Земля, израненная, в заплывающих весенней водой воронках от бомб и снарядов, вдруг резко изменилась — стала зеленой, голубой, белой от переплетения трав и первых цветов.
Но в нервном напряжении последних боев, горечи таких особенно нелепых смертей, когда все вокруг уже дышало победой, бойцы не замечали прелести весны.
Цветы втаптывались тягачами в грязь, а на изумрудной траве огромными черными подпалинами означались следы недавних штурмовок.
Машины с морскими пехотинцами мчались мимо обезлюдевших, с красными черепичными крышами деревень.
Ночью в темном вековом лесу моряки узнали от регулировщиц о капитуляции фашистской Германии.
— А как там впереди? — спрашивали девушек балтийцы.
— Там еще стреляют.
— Война?
— Война…
Да, действительно впереди все грохотало. Неужели безумцы, запертые в «Курляндском котле», продолжают бессмысленное сопротивление?
Когда машины с морскими пехотинцами выехали на широкую приморскую дорогу, ведущую в Лиепаю, их глазам открылось необычайное зрелище. Вся дорога была забита войсками. Советская пехота — на грузовиках, в пешем строю. Мощные тягачи тащили за собой хоботы полевых орудий…
И над всем этим могучим военным потоком гремел торжественный стихийный салют в честь Победы. Стреляли из автоматов, пистолетов, разноцветные трассы расчерчивали небо. А навстречу тысячами шли сдаваться немцы.
Здесь и теперь соблюдалась иерархия чинов. В «опель-адмиралах» ехали сопровождаемые адъютантами генералы. Фуражки с высоким верхом глубоко надвинуты, в глазах за внешним безразличием угадывались безысходность, отчаяние. За генералами в «фольксвагенах» следовали чины помельче.
Шли, поблескивая красными, желтыми огоньками, хваленые немецкие «тигры» и «пантеры». Они проходили борт к борту с нашими машинами, никому уже больше не опасные.
Пленных, словно пастухи свое стадо, сопровождали наши бойцы.
На одну из машин с морскими пехотинцами прыгнул боец. В его руках был пакет золингеновских бритв «Близнецы». Он давал каждому на память бритву.
Потом дорога вновь расчищалась, все опять приходило в движение: немцы — в тыл, советские бойцы — на запад!

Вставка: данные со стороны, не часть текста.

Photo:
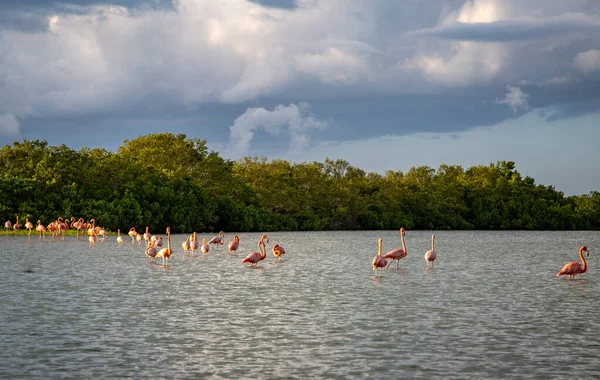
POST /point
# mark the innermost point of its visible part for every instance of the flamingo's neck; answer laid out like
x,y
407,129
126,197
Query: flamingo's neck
x,y
583,261
403,243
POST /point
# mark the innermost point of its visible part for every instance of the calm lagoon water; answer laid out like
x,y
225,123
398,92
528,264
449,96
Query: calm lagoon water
x,y
492,307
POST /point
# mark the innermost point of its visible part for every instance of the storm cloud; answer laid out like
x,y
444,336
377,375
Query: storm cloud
x,y
93,73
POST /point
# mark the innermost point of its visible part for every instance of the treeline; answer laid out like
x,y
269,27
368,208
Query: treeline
x,y
165,179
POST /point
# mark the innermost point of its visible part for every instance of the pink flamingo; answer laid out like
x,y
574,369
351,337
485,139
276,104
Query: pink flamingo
x,y
78,225
28,226
91,226
120,240
61,226
186,245
234,244
151,250
194,243
165,253
93,238
133,233
53,227
431,255
254,257
278,251
204,247
40,228
398,253
573,268
379,261
218,240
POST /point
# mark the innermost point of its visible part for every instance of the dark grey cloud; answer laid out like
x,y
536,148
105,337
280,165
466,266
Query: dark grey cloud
x,y
99,79
31,16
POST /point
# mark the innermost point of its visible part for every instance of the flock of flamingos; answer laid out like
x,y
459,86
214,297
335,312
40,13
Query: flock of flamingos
x,y
154,244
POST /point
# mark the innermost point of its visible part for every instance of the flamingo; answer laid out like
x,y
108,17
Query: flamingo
x,y
204,247
151,250
52,227
79,225
379,261
234,244
398,253
254,257
431,255
194,243
165,253
218,240
40,228
93,239
28,226
186,245
133,233
91,226
120,240
62,226
573,268
278,251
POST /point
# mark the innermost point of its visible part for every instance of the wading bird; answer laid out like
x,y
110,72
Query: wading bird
x,y
431,255
151,250
573,268
379,261
133,233
398,253
218,240
186,246
254,257
165,253
28,226
40,228
204,247
194,243
120,240
16,226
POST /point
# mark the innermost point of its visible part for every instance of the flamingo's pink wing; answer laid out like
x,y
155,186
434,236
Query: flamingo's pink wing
x,y
571,268
395,254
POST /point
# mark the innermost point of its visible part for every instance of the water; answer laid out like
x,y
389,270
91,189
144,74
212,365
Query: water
x,y
492,307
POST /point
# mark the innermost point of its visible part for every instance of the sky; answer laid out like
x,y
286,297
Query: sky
x,y
384,85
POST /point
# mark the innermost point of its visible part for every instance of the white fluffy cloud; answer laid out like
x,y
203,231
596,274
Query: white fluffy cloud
x,y
515,98
295,119
106,59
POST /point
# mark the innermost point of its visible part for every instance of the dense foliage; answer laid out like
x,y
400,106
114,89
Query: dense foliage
x,y
165,179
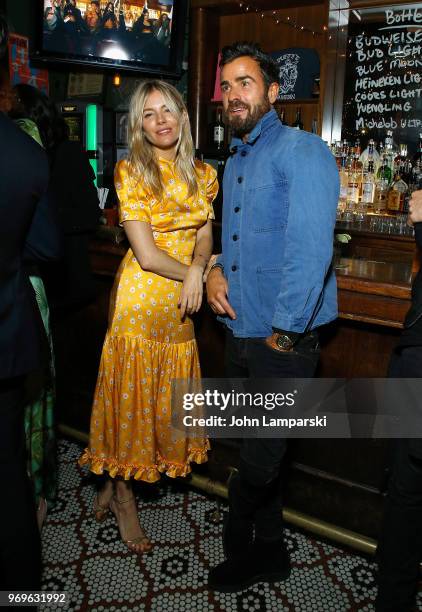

В это время в лиепайскую гавань уже влетели торпедные катера Краснознаменного Балтийского флота.
В городе еще не было советских войск. Тысячи немцев, солдат и офицеров, стояли на пирсе. Они добрались до моря, но слишком поздно.
И хотя гитлеровцев в порту были тысячи, а советских моряков лишь горстка, приказ о капитуляции и здесь был выполнен беспрекословно.
Группы армий «Курляндия» не существовало.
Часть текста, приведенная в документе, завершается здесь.